Walt Disney’s Business Strategy

In 1957, Walt Disney created this extraordinary strategy document, showing how he was thinking about (and growing) his empire.

Walt Disney's Business Strategy, 1957.

Walt Disney’s Business Strategy, 1957.

In Jim Collins‘ language, we might call this a business built of many flywheels, each feedback loop reinforcing the rest.

After Disney died, the company languished. As a kid, I’d loved the classic movies, but The Black Cauldron (to take one example) showed how far they had fallen.

When Micheal Eisner was brought in as CEO (1984), he recruited Jeffrey Katzenberg and gave him a blunt mission. “Fix Disney animation.”

Katzenberg – looking for inspiration in the archives – rediscovered Disney’s drawing.

Or so the story goes.

Is it that simple? I doubt it, but think about this…

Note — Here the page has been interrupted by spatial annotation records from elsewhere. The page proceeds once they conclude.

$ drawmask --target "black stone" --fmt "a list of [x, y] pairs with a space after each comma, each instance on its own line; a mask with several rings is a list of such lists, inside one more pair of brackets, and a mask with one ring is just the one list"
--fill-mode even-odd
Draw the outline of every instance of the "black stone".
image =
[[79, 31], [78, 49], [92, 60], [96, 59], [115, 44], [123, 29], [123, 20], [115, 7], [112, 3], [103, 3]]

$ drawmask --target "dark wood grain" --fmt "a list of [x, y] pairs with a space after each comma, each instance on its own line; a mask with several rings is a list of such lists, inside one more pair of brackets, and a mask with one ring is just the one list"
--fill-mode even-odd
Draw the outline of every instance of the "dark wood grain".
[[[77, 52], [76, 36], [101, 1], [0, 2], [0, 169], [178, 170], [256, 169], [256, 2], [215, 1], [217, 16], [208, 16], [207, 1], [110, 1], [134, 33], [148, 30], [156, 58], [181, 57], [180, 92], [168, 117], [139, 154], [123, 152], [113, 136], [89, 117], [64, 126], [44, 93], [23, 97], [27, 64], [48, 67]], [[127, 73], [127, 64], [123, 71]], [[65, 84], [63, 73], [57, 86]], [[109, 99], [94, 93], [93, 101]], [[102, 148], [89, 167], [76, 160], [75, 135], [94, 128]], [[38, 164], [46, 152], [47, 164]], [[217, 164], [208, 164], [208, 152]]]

Walt’s strategy was linking as many of his properties as he could, using the unique attributes of each to power and reinforce the whole.

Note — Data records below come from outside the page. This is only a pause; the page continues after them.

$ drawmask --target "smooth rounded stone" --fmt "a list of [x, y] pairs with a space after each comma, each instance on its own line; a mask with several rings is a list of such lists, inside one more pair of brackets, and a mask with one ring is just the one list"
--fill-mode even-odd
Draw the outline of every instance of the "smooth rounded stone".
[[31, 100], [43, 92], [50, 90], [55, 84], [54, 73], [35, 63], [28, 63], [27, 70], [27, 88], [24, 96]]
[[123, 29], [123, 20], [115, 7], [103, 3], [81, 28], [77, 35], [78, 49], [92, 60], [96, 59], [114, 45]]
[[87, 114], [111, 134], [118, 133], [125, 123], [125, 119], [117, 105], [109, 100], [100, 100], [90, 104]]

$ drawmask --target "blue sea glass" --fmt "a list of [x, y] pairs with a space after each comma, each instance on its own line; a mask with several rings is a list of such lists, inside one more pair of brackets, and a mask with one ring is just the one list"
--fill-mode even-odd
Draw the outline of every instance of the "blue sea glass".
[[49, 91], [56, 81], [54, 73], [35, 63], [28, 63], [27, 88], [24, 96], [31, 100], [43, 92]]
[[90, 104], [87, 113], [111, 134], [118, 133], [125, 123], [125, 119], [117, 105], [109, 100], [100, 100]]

He was franchising his stories and his characters, his visuals, his music, and of course, his brand.

Since the 90s, the company has not only ‘fixed animation’, but doubled down on connecting its assets… doubled down on franchising.

Pixar. Marvel. Star Wars. Disney+.

In my world, every podcast is connected to every other, and this website, and the value of telling your story.

You don’t have to be Disney to do this.